Breastmilk contains a perfectly balanced ratio of food and water to meet all your baby's needs. It is a living fluid, ever-changing to suit your baby and even in response to the weather! The first milk your baby gets from a full breast has a low fat content and naturally quenches baby's thirst. Once the let-down has occurred, the fat content of the milk gradually increases as the breast softens. This later milk has a creamier appearance and satisfies baby's hunger.
In hot weather a thirsty baby may want to breastfeed more frequently but for shorter periods. In this way he is getting more low-fat milk and so is satisfying his thirst.
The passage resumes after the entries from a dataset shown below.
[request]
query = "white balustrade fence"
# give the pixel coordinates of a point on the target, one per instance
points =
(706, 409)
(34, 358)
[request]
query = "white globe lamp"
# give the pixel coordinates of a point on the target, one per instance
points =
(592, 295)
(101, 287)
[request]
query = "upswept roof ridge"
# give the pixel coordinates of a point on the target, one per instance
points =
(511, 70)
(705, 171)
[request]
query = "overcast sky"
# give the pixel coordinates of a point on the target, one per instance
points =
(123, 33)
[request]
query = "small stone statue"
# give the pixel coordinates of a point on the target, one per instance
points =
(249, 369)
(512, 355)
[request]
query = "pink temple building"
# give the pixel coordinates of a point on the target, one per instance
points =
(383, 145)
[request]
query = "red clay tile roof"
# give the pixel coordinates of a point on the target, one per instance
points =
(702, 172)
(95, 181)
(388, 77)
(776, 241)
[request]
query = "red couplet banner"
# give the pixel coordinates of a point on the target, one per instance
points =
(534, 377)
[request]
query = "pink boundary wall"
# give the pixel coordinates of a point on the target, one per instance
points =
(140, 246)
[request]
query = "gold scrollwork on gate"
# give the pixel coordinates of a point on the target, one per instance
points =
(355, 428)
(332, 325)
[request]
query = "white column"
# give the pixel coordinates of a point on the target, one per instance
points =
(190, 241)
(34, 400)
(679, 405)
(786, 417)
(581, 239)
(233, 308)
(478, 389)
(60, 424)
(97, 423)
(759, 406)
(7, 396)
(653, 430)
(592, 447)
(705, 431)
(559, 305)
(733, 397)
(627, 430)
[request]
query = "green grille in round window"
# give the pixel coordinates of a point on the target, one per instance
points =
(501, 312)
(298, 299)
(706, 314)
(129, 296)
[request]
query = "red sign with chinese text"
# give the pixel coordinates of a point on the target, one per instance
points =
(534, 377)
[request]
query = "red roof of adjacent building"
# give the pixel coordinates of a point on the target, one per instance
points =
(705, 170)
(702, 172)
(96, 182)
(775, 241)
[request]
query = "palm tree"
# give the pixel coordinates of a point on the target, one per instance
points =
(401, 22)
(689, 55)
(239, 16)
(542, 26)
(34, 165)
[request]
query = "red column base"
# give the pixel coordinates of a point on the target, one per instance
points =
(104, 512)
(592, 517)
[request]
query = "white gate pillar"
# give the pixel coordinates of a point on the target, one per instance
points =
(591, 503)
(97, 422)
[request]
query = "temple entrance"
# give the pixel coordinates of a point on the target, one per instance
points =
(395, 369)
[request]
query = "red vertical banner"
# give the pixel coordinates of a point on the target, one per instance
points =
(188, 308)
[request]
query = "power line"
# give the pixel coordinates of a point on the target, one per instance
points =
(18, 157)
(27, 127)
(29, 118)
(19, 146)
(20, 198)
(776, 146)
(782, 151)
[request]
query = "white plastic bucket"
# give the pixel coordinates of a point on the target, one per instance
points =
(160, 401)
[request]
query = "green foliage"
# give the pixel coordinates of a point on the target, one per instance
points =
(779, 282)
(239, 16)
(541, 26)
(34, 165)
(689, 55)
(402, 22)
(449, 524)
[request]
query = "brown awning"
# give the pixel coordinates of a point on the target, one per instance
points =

If you need to be away from your baby, it is preferable that he has your expressed breastmilk (EBM).
An older baby or toddler who is no longer exclusively breastfed may be encouraged to drink water between breastfeeds. You can also offer extra 'snack' breastfeeds to keep him well hydrated. Another refreshing idea for toddlers is to freeze fruit pieces, such as orange quarters, peeled banana or slices of pineapple - cooling and fun, just be prepared for the very sticky mess!
- Some babies become sleepy travelling in hot weather. You may need to stop and wake your baby for feeds.
- The effect of car airconditioners can cause some dehydration - so extra breastfeeds may be necessary on long trips, even if you are cool.
- Prams that are enclosed are airless and can get very hot. An open-weave bassinette, cradle, layback stroller, baby hammock, cot or portable cot is probably cooler for your baby to sleep in."
As a result of Mum needing to feed more often and the heat making her dehydrated she needs to increase her water quantity. Signs of dehydration include irritability, headache, dry mouth, a feeling of thirst, and darker-than-usual urine. Prevent dehydration by carrying a refillable water bottle with you. It is suggested drinking a glass of water every time baby drinks. If water’s not really your thing, eat more high-water-content fruit, like watermelon, as well as frozen fruit and other fresh fruits and vegetables.
Outfits should also be loose, comfortable and made from a performance/breathable fabric. You may also want to carry a bamboo/cotton sheet to place between yourself and the baby during a feed. Our new cotton breastfeeding tshirt is a great idea as the zip allows for easy discrete access and there is material that remains between you and bub.
Stay vigilant and HYDRATED this Summer!